Małgorzata Rozenek bez wątpienia należy dziś do pierwszej ligi polskiego show biznesu. Choć niegdyś jedynie biegała po planie w białych rękawiczkach i sprawdzała, czy Polki sprzątają za szafkami, to dziś wyrobiła sobie nazwisko na tyle, aby prężnie działać jako pełnoprawna influencerka. Od czasu narodzin trzeciego syna jej kariera weszła zresztą na kolejny poziom.
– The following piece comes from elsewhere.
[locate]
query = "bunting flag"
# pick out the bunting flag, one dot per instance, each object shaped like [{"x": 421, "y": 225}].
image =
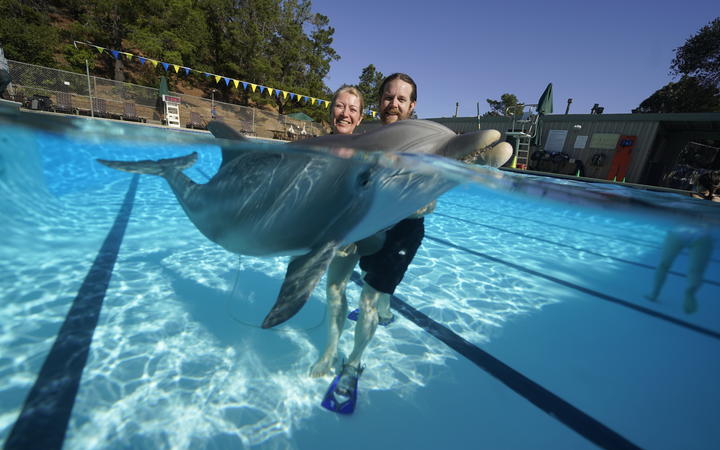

Już od momentu narodzin małego Henryka było pewne, że Małgorzata Rozenek i Radosław Majdan wykorzystają medialny potencjał ciąży celebrytki w celu dalszego zwiększania zasięgów. Tak też się stało, a dziś najmłodszy członek Gangu Majdana regularnie gości na kontach obojga rodziców na Instagramie. W międzyczasie Małgosia stara się też "cudnie chudnąć" w ramach kolejnego programu, do którego właśnie trwają nagrania.
Przypomnijmy: Małgorzata Rozenek cała w gwiazdach przygląda się jedzeniu na planie nowego show "Rozenek cudnie chudnie" (ZDJĘCIA)
Niestety wygląda na to, że powrót do sylwetki sprzed ciąży nie jest tak prosty, jak się spodziewała. We wtorek Małgosia udostępniła nowe zdjęcia i krótki wpis, w którym żali się, że na razie jej wysiłki w walce o wymarzoną figurę są raczej mizerne. Przyznała też, że nie miała tego dnia najlepszego samopoczucia.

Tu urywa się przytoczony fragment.